Sunday, February 1, 2015

Happy Birthday SR629007199!

It is with disappointment and frustration that I'm celebrating the 1st birthday of an unresolved Cisco support case. I'm not happy about it, plan to do some complaining in this post.

Now, don't get me wrong, I think the people at Cisco TAC are great. They're an absolutely first class support organization, the standard by which other vendors are judged, and they consistently give me great service.

In spite of their efforts, sometimes things just don't work out. This is one of those times.

I opened SR629007199 on January 31st 2014 after noticing a peculiar problem with an ISR G2 router: Servers couldn't receive packets intended for them because the router was screwing up their traffic. The Ethernet frames carrying these packets included the wrong destination MAC address, so the servers ignored them.

Specifically, the router was screwing up the IP->L2 address mapping required for IPv4 multicast packets. Instead of using 23 bits of the multicast group in the L2 header, that portion of the L2 header was all zeros. It looked like this:

Bogus dMAC on most of these frames

Those two HSRP packets originated by the router looked okay, and traffic from local sources was okay, but every frame containing packets which had transited the router was wrong. Instead of 01:00:5e:00:00:00, those frames should have been sent to 01:00:5e:78:01:24.
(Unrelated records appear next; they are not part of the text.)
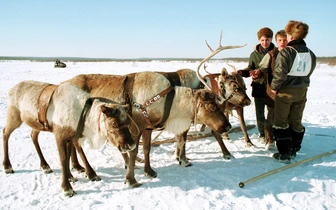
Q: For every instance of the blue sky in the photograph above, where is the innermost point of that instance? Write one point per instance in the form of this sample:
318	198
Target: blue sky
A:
155	29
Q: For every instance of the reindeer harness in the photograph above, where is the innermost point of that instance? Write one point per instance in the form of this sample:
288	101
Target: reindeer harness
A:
170	92
212	80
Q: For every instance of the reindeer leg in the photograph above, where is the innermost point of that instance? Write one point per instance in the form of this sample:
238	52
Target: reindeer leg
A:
43	163
6	162
88	169
13	122
130	180
74	160
226	154
180	149
146	142
240	112
226	135
63	150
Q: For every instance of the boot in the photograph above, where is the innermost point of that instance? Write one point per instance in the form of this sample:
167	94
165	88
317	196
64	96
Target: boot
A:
269	136
283	140
296	141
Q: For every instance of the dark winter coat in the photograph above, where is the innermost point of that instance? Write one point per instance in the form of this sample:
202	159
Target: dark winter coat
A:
258	90
284	63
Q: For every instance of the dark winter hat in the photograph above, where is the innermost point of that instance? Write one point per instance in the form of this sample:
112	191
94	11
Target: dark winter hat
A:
297	29
267	32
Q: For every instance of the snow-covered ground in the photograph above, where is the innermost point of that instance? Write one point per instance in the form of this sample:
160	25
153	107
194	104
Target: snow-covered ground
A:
211	183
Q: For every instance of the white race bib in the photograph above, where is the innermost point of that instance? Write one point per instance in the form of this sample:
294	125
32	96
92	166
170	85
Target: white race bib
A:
301	65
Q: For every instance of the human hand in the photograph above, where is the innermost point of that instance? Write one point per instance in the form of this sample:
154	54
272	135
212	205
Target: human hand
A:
255	74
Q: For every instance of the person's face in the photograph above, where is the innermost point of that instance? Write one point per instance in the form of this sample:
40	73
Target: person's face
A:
265	42
289	38
281	42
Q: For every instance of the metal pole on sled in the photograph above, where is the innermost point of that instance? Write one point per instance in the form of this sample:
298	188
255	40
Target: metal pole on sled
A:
242	184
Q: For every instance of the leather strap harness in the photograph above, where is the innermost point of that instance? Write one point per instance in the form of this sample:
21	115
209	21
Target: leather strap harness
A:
43	104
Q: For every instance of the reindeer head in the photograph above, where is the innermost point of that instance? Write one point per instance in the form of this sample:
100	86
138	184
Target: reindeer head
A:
213	53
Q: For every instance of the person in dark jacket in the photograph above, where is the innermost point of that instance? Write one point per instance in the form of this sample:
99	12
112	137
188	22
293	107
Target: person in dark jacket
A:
265	36
266	75
293	68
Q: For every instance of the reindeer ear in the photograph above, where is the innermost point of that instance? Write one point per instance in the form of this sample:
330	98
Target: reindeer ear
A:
126	106
104	109
108	111
224	72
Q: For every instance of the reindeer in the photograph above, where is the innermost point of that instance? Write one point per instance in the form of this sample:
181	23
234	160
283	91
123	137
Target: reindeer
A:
156	105
72	116
231	91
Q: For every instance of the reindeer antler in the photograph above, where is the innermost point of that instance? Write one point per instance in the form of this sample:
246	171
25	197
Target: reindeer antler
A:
204	67
233	67
213	53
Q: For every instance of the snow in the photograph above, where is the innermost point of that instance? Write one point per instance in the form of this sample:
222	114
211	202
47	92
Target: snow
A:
211	183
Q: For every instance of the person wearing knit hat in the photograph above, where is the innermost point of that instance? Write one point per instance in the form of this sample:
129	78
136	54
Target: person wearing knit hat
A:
293	68
267	68
265	36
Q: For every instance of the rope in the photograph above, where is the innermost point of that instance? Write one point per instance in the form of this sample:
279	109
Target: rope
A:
136	126
242	184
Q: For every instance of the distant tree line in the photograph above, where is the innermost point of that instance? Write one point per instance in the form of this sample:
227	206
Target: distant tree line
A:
324	60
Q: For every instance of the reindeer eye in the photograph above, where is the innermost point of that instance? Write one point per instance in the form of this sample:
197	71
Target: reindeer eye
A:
115	124
221	84
211	107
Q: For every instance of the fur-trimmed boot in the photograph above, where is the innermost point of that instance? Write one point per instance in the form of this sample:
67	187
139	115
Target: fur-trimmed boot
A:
269	136
296	141
283	140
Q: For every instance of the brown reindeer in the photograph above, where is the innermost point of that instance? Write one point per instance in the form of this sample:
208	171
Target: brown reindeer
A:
143	90
231	87
72	116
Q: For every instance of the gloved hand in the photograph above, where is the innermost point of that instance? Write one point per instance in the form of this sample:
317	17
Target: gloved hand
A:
255	74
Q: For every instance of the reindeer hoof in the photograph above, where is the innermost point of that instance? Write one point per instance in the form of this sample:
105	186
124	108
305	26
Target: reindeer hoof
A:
249	144
73	179
79	168
135	184
228	157
139	160
185	164
46	169
69	193
151	174
95	178
9	170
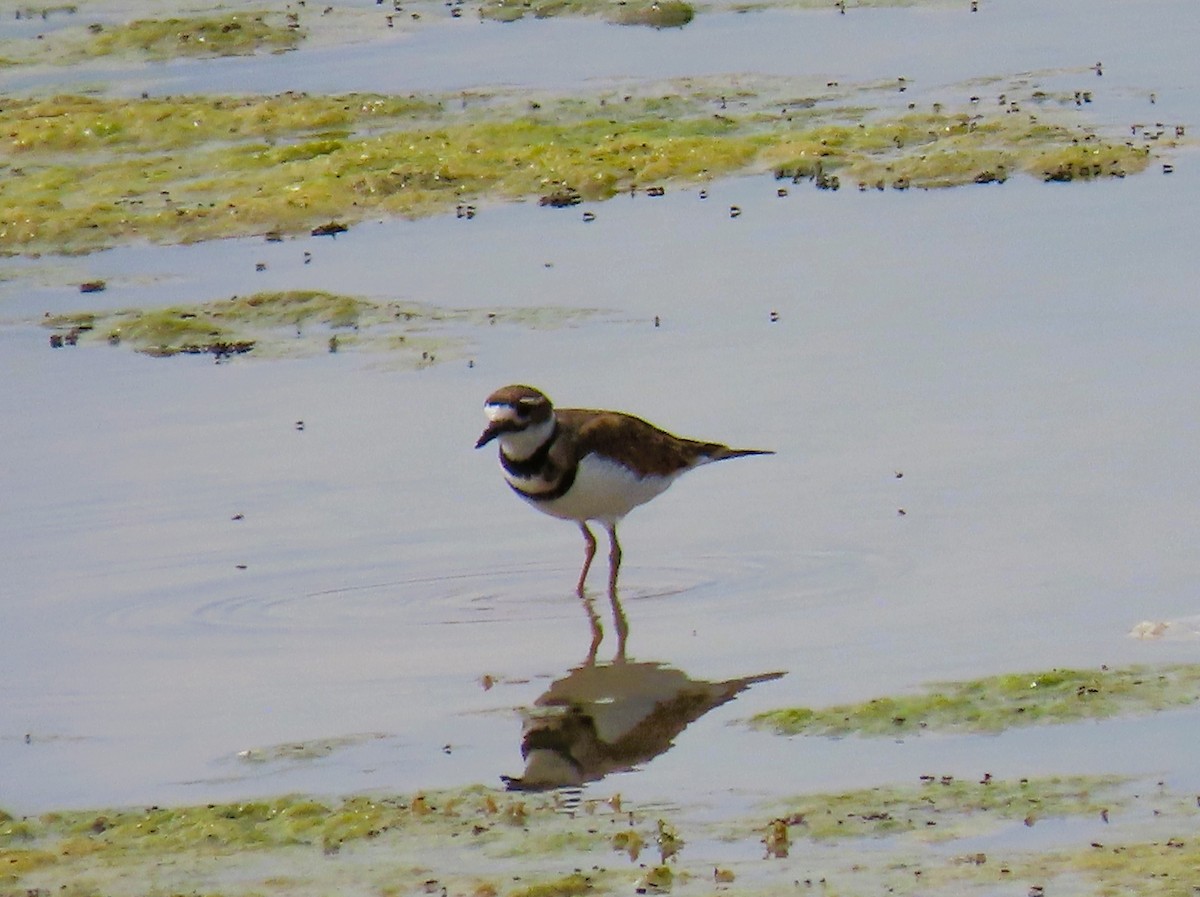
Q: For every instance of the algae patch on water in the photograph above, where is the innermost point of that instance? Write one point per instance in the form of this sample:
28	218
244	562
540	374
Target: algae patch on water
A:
294	323
298	843
84	173
655	13
997	703
199	35
942	807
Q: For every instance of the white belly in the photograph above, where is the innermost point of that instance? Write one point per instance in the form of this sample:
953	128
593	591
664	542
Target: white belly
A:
604	491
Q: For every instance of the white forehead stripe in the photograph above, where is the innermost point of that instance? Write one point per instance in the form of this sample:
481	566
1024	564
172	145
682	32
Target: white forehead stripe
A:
499	411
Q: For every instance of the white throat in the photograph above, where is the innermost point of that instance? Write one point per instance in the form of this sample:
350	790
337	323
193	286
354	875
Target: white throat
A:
520	445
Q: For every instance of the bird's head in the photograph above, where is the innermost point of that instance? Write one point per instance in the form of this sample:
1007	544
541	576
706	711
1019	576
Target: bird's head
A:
514	409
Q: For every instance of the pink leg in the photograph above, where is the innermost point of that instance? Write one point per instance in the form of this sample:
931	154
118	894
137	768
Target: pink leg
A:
613	557
591	542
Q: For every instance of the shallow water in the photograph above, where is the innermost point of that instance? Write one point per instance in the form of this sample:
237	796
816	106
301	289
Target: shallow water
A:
1023	354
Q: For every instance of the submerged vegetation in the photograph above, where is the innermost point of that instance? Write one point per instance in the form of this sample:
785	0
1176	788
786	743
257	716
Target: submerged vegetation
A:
291	323
997	703
83	173
655	13
939	836
215	34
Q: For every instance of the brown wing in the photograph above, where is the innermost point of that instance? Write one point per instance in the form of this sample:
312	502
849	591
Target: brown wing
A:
639	444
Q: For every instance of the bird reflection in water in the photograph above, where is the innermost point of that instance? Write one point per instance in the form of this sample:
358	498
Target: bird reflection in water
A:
606	717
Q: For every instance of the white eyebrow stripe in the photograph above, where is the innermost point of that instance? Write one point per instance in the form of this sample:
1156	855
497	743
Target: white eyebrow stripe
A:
499	413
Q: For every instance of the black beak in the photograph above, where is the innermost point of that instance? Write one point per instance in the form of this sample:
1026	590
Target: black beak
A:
492	432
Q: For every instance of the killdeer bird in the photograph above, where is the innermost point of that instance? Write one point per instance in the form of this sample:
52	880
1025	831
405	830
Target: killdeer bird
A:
581	464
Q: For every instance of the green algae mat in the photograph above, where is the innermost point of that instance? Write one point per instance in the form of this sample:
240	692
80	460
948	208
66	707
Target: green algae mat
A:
996	703
297	323
940	835
82	173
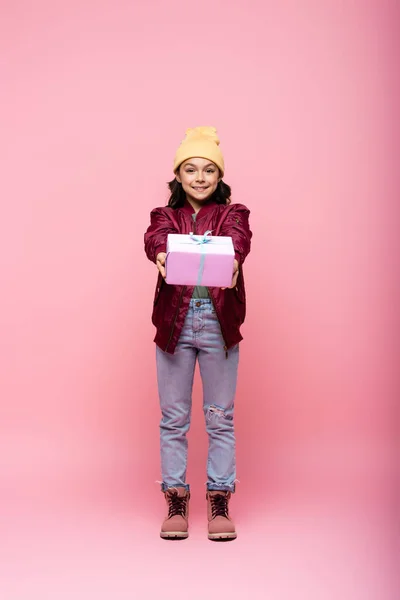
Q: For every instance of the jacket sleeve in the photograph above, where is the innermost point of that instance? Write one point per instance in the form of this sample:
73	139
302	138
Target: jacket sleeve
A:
155	238
236	225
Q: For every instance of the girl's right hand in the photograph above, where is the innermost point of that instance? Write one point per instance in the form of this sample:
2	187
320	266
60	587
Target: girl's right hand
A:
161	257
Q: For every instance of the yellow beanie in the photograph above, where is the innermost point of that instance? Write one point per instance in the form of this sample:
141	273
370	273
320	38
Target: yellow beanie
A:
200	142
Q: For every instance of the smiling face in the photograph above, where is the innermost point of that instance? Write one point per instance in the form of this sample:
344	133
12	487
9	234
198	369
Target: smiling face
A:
199	178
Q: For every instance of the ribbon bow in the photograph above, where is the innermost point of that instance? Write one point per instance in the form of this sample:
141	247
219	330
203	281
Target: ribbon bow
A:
202	240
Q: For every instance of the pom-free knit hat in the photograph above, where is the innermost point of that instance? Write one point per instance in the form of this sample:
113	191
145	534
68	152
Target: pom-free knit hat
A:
200	142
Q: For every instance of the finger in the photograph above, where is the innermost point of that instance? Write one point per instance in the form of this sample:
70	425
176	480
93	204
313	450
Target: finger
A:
162	270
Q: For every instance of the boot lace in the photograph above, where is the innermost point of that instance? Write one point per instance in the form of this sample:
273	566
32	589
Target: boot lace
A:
177	505
219	505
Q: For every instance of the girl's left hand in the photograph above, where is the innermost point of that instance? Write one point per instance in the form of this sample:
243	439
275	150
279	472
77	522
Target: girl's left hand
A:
235	275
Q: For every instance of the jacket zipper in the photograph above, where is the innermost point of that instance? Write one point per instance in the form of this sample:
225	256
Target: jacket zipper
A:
176	316
219	321
211	298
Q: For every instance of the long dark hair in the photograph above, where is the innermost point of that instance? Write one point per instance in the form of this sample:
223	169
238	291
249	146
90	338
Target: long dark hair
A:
222	194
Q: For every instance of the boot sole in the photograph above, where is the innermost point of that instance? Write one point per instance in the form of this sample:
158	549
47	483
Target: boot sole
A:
222	537
174	535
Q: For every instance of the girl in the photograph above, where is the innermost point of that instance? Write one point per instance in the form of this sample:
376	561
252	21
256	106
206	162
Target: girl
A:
197	323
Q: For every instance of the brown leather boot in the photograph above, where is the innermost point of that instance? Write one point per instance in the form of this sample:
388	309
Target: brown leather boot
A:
175	525
220	525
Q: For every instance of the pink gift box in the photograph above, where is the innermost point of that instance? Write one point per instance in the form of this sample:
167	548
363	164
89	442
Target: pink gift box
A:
199	260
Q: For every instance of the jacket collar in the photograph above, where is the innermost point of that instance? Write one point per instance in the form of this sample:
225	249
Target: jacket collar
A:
188	209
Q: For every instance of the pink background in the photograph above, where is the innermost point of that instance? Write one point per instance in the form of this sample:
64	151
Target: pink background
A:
95	97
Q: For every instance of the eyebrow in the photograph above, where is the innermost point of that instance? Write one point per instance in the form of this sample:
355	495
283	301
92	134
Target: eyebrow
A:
192	165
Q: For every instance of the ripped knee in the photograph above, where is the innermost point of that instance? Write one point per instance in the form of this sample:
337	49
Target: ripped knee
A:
215	413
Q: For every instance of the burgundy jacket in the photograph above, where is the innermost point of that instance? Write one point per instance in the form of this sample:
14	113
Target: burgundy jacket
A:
171	302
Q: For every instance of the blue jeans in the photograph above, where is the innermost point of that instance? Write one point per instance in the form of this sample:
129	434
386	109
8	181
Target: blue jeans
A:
200	339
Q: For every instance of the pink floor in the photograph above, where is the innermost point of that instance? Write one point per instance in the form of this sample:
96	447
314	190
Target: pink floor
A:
287	549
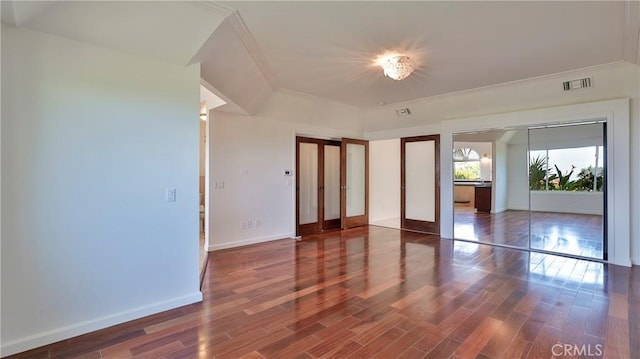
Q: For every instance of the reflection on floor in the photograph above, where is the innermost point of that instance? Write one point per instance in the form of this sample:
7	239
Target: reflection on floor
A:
575	234
374	291
389	223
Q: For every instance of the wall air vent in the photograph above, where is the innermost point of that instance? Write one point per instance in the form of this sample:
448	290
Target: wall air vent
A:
403	112
577	84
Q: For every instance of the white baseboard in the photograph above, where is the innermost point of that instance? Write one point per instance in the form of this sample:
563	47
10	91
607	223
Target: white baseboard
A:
73	330
246	242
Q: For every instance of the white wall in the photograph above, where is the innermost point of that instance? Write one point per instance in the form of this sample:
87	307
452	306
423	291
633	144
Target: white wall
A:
499	195
91	139
250	154
616	112
384	180
481	148
517	176
472	107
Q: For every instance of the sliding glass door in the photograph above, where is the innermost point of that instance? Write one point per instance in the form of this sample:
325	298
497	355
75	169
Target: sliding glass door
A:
567	176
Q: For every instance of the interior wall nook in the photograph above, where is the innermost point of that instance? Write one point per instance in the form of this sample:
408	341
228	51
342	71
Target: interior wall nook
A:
614	112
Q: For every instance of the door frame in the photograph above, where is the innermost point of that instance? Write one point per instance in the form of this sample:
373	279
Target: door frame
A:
361	220
411	224
321	224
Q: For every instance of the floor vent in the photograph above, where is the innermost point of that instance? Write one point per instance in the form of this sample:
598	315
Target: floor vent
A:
577	84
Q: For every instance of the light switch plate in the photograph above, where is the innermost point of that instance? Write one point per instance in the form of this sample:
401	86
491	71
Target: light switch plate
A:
171	194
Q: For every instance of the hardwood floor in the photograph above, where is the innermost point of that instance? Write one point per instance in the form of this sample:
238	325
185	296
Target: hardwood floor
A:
566	233
378	292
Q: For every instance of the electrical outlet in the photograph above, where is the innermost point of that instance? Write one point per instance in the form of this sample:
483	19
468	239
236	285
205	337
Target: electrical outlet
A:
171	194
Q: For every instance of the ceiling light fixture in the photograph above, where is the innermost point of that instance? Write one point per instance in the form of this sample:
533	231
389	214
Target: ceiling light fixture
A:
397	67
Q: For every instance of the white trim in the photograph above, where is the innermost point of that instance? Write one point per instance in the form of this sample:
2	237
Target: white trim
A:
616	112
246	242
70	331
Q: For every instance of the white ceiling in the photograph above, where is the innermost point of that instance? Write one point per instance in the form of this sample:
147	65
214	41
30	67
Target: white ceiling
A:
327	48
169	31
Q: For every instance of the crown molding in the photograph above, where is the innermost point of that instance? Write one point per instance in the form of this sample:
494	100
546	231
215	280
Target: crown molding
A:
216	7
631	40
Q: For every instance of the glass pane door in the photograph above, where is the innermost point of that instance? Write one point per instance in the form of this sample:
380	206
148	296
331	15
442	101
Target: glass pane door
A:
567	189
420	179
354	182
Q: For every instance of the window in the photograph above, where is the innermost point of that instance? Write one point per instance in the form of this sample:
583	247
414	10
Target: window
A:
466	164
567	169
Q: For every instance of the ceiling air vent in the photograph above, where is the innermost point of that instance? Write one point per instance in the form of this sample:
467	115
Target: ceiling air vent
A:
577	84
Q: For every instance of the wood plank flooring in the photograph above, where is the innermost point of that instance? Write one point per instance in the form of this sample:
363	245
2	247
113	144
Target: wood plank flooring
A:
567	233
378	292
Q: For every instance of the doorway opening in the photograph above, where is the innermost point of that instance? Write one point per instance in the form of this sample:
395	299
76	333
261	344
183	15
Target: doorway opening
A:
544	188
405	182
332	185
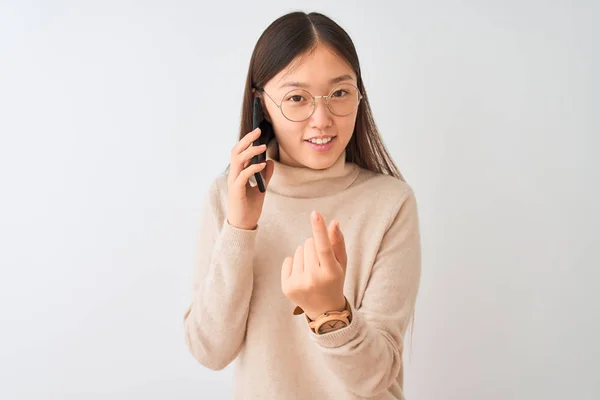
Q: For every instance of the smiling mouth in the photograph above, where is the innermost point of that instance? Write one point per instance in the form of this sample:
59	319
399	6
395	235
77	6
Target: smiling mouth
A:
320	141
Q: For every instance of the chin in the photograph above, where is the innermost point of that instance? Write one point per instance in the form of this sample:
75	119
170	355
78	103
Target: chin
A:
321	161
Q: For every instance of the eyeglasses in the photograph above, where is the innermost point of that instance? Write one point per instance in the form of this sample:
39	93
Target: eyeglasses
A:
298	105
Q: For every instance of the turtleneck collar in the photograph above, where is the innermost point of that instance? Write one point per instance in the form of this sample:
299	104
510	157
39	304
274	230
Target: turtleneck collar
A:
304	182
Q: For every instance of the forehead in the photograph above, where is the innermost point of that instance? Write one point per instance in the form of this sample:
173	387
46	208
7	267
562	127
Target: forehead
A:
315	69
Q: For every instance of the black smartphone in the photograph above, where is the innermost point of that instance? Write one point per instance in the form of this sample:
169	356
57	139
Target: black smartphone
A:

Now, to be fair, my configuration was a little "off in the weeds". Most folks don't route multicast in production, and I was using an unusual combination of interface types. I'm not surprised this is issue isn't widely complained about, even though it's 100% reproducible.

Still, it's a supported configuration, and a whole year later there's no indication that anybody at Cisco has even begun working on the problem. That's the reason for this blog post. I'm complaining about it publicly because I'm frustrated, and because the correct channel has gotten me nowhere for the last year.

TAC has explained to me repeatedly that their hands are tied. It seems that ISR product management doesn't care about this bug. Their "workaround" is suggesting that I disable CEF. Doing so resolves the framing issue, but opens another can of worms in the performance department. It's true, I can disable CEF only for multicast traffic, but that's basically all this router carries. It exists only to support a multicast-based voice/video collaboration application. I can't afford the performance penalty associated with process switching this traffic. TAC, to their credit, didn't take the workaround seriously either.

So, why do I think product management doesn't care? Well, the relevant bug is rated as Severity 6:

Severity: 6 Enhancement

According to Cisco, this severity rating indicates a request for new functionality or feature improvements:

Cisco Table of Severity Levels
I happen to think that framing IP packets into correctly formatted Ethernet frames is core functionality of an IP router, and not a request for new functionality. Looking over this table, I'd land this bug in severity 3 due to my "unusual circumstances."

TAC and I have been trying to make the case for this bug for a year now, but product management has totally ignored it.